I was born in Kenya. My brothers and I had an easy life. We went to good schools, we never missed a meal, we had nice clothes and shoes to wear and whenever we were sick we went to the doctor. But my life could have very easily turned out different...much harder.
My dad grew up with one set of clothes; walking barefoot in the jungle. My father and his family lived in a rural part of the country where resources were scarce. My grandfather recognized the importance of education after missionaries came to his village in the late 1950’s - this was the first time he knew what an education was. He gave his sons no other option; they had to go to school so they might have a chance at a better future.
My father would walk 30 miles to school. He would leave at 3:00 in the morning to walk through the forest. He and his brothers would spend the week at school - they slept in a hut on the bare floor in the school area; no mattresses or blankets.
Fast forward years later - my father’s education paid off. He and his brothers were able to get good jobs. Seeing how education changed his children's lives; my grandfather could not sit and watch knowing that some children did not have this opportunity. So he opened a school - Mbaya Primary School. He donated the land for the school and built the first structure.
My grandfather took great pride in the school. He treated the teachers as his own children. If something was broken or needed at the school, my grandfather would do whatever was necessary to help - often donating things from his own home. When my grandfather was dying, bed ridden with cancer, he asked about the school everyday.
The responsibility for Mbaya Primary School was passed down to my father; and then to me. This changed my life forever.

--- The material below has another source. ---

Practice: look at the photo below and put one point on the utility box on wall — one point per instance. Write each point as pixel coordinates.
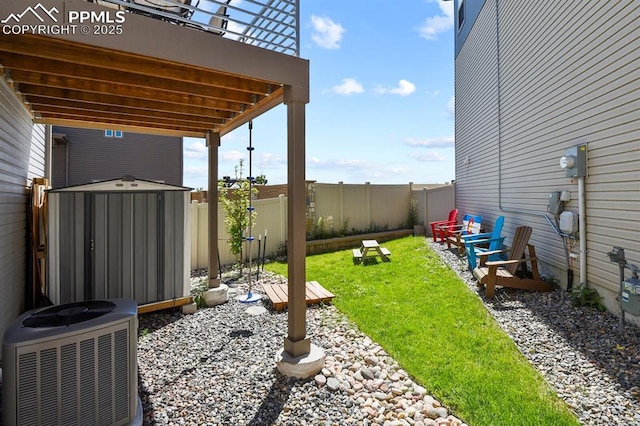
(123, 238)
(574, 161)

I went to visit the school and learned that the children walk 5 to 10 miles a day (most of them barefoot) to get to class. They walk through forests, jump rivers, and follow goat paths before the sun comes up. These children don’t have the luxury of several uniforms. They have one, and for most; this is the only garment they own. Some of the small ones sleep in their uniforms and when they have an accident, they wear their soiled clothing to school. They have no choice.

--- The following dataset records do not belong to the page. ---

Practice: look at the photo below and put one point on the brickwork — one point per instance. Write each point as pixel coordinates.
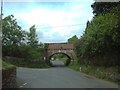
(65, 48)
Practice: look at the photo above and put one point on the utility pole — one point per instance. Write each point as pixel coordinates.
(1, 44)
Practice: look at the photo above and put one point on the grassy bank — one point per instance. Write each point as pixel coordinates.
(25, 63)
(106, 73)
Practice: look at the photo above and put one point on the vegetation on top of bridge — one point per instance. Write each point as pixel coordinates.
(21, 44)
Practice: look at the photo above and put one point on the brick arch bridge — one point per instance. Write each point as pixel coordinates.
(63, 48)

After school these children walk miles and miles to find fresh water and food for their families. For many of these children the only meal they eat is the one they get at school
When I saw how these children lived everyday it sank in deeper and deeper how blessed I really am. This could have easily been me. If I don't eat a meal it's because I choose not to eat. But if there is someone, a child, that IS hungry and no matter how bad they want to eat, they cannot get food. PERIOD. That is a different level of lack. That’s when I realized I don't need four square meals a day to be happy. I can have one meal and help three other people. And that will make four people happy that day.

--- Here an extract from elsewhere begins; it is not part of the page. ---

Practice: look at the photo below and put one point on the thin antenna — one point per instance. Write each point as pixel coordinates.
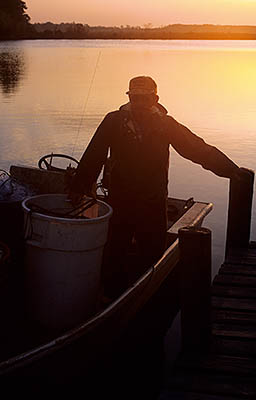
(86, 101)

I was a green card lottery winner and came to America in May 2017. A family friend convinced me to move to Springfield, MO. I have a job and live very simply, often on $40 a week for food. The rest of the money that I make I send to the school. You know that feeling that many people get when they get a new iPhone; you look at it and it’s exciting. Well, I get that feeling every time I send money to children at the school. I cannot put into words the joy and satisfaction I find in doing this. Whenever I send money and child gets uniform or a medical bill is paid or someone has eaten...I feel an invisible feeling. Nothing comes close to it. It’s amazing. I then start looking forward how to do it again. Its my high…. My mantra in life: LIVE SIMPLY FOR OTHERS TO SIMPLY LIVE.
I have learned that little is much with joy. It starts with one person. I will do my part and enjoy each moment.